剛性のまとめ
剛性というのは,「荷重に対する変形の生じにくさ」というイメージですが,単位としては「荷重/変位」なので,「変位に対する荷重の発生しやすさ」とも言えます.
「剛性と強度」にも書いたとおり,剛性は荷重と固定端との間の全形状と全材質の影響を受けます.
全形状と全材質の影響を直列ばねとして受けるため,一部でも剛性が低い箇所があると,全体の剛性も著しく低下します.
「剛性とコンプライアンスの使い分け」にも書きましたが,上記関係性を理解しようとすると,コンプライアンス(剛性の逆数)で論じたほうがわかりやすいです.
とはいっても,コンプライアンスはあまり有名ではないので,人への説明としては使いにくいです.

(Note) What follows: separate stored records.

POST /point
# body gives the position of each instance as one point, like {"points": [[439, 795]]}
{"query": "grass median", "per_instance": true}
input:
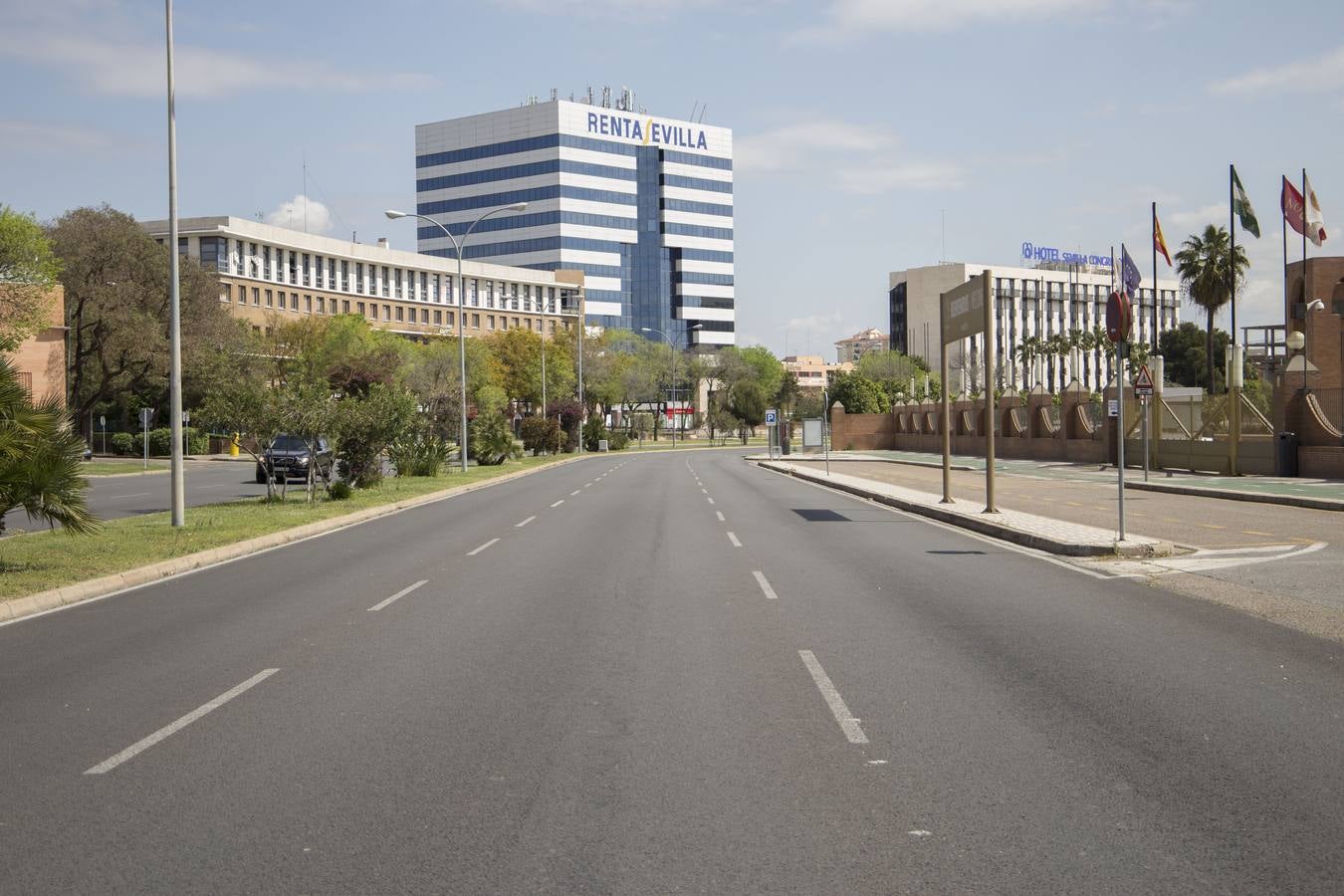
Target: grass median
{"points": [[41, 560]]}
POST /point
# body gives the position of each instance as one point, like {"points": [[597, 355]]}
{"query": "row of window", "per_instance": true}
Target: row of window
{"points": [[549, 141], [537, 193], [372, 311], [318, 272]]}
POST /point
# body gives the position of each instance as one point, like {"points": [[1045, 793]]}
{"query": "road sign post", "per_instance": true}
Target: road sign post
{"points": [[1120, 319]]}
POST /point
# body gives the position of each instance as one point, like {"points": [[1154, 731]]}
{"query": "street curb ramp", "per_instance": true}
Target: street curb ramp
{"points": [[110, 584], [980, 524]]}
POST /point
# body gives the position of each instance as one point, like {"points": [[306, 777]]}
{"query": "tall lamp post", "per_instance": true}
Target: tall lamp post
{"points": [[461, 299], [671, 345]]}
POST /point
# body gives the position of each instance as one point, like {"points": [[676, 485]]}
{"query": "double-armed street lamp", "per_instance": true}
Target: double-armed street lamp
{"points": [[461, 299], [671, 345]]}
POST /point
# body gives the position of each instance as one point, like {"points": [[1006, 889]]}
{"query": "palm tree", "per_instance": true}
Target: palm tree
{"points": [[39, 458], [1206, 268]]}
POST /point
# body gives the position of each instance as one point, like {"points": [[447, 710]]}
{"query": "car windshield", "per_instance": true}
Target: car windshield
{"points": [[288, 443]]}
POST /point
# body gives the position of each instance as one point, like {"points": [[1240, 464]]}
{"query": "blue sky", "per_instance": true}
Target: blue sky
{"points": [[857, 123]]}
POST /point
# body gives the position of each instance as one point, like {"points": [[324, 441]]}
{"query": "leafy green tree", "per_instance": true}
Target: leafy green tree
{"points": [[1186, 356], [39, 460], [29, 269], [115, 283], [365, 426], [1207, 268], [856, 392]]}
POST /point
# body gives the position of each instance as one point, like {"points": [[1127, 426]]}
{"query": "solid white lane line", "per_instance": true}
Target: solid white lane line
{"points": [[396, 596], [140, 746], [472, 554], [848, 724], [765, 585]]}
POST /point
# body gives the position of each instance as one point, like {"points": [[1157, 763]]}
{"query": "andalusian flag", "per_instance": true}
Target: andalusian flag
{"points": [[1242, 206], [1159, 243]]}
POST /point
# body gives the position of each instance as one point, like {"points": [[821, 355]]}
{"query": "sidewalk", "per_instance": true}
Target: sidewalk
{"points": [[1321, 495], [1028, 530]]}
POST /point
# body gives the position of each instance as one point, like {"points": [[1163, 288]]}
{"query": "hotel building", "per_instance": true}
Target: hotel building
{"points": [[271, 272], [641, 204], [1028, 301]]}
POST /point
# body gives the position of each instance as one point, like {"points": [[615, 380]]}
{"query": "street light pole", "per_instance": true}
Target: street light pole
{"points": [[177, 487], [461, 300], [671, 345]]}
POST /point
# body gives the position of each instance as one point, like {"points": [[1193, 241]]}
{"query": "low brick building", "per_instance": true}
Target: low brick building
{"points": [[41, 358]]}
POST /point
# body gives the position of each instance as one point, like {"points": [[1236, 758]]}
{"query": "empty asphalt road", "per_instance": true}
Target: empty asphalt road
{"points": [[664, 673]]}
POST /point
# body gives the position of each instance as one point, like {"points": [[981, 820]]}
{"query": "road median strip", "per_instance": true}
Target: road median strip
{"points": [[1027, 530], [136, 576]]}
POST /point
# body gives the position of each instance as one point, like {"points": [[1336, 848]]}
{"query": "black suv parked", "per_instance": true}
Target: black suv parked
{"points": [[288, 457]]}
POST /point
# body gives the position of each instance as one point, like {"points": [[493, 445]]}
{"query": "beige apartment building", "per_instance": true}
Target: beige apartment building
{"points": [[41, 358], [848, 350], [269, 272], [812, 371]]}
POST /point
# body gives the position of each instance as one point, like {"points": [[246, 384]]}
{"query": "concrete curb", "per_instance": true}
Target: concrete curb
{"points": [[982, 524], [105, 585], [1232, 495]]}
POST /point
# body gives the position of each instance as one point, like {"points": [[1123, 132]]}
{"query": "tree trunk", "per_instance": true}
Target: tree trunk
{"points": [[1209, 349]]}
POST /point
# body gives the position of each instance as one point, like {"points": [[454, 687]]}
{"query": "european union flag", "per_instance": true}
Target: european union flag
{"points": [[1129, 274]]}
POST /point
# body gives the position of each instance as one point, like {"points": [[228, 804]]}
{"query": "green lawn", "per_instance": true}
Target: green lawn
{"points": [[41, 560], [110, 468]]}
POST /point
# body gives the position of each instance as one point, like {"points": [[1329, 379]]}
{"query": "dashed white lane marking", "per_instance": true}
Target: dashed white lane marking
{"points": [[848, 724], [472, 554], [140, 746], [396, 596]]}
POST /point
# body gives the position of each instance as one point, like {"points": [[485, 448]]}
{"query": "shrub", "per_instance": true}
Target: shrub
{"points": [[541, 434], [492, 439], [593, 431], [421, 453]]}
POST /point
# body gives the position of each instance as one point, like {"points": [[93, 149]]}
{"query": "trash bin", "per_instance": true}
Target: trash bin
{"points": [[1285, 454]]}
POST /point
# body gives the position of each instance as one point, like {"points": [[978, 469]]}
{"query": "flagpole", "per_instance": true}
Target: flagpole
{"points": [[1232, 261], [1156, 292]]}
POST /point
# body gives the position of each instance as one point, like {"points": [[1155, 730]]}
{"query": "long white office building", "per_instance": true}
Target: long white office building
{"points": [[641, 204], [1028, 301]]}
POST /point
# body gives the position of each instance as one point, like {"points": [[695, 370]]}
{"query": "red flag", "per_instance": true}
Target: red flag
{"points": [[1159, 243], [1294, 210]]}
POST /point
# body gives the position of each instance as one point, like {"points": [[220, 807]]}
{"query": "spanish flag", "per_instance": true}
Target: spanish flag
{"points": [[1159, 243]]}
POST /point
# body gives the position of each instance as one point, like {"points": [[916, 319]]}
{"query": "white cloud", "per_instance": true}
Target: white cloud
{"points": [[108, 53], [920, 175], [1321, 74], [856, 18], [303, 214]]}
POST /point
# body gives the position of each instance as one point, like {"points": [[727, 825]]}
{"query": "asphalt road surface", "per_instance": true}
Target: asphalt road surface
{"points": [[656, 675]]}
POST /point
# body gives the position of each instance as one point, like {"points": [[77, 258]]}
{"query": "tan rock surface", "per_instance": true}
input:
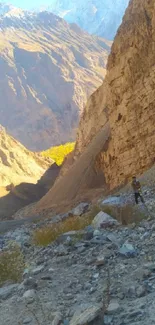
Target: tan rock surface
{"points": [[48, 70], [125, 145], [17, 164], [127, 99]]}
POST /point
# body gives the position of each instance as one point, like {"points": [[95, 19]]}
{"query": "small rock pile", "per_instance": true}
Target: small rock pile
{"points": [[105, 276]]}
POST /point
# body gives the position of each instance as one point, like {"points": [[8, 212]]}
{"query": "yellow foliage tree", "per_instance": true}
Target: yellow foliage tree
{"points": [[59, 153]]}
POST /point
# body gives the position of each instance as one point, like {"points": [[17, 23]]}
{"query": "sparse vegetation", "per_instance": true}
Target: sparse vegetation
{"points": [[11, 264], [48, 234], [126, 214], [59, 153]]}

切削加工においても,工具剛性と工作物剛性は非常に重要です.
それは「変位と荷重による荷重制御」にて書いたように切削加工が基本的にはオープンループ制御であるためです.
切込み深さが設定値どおりにならず,加工誤差となる理由は,「切削抵抗と,工具と工作物の剛性」に書いたように,工具と工作物が切削抵抗に応じて弾性変形して反力を生むためです.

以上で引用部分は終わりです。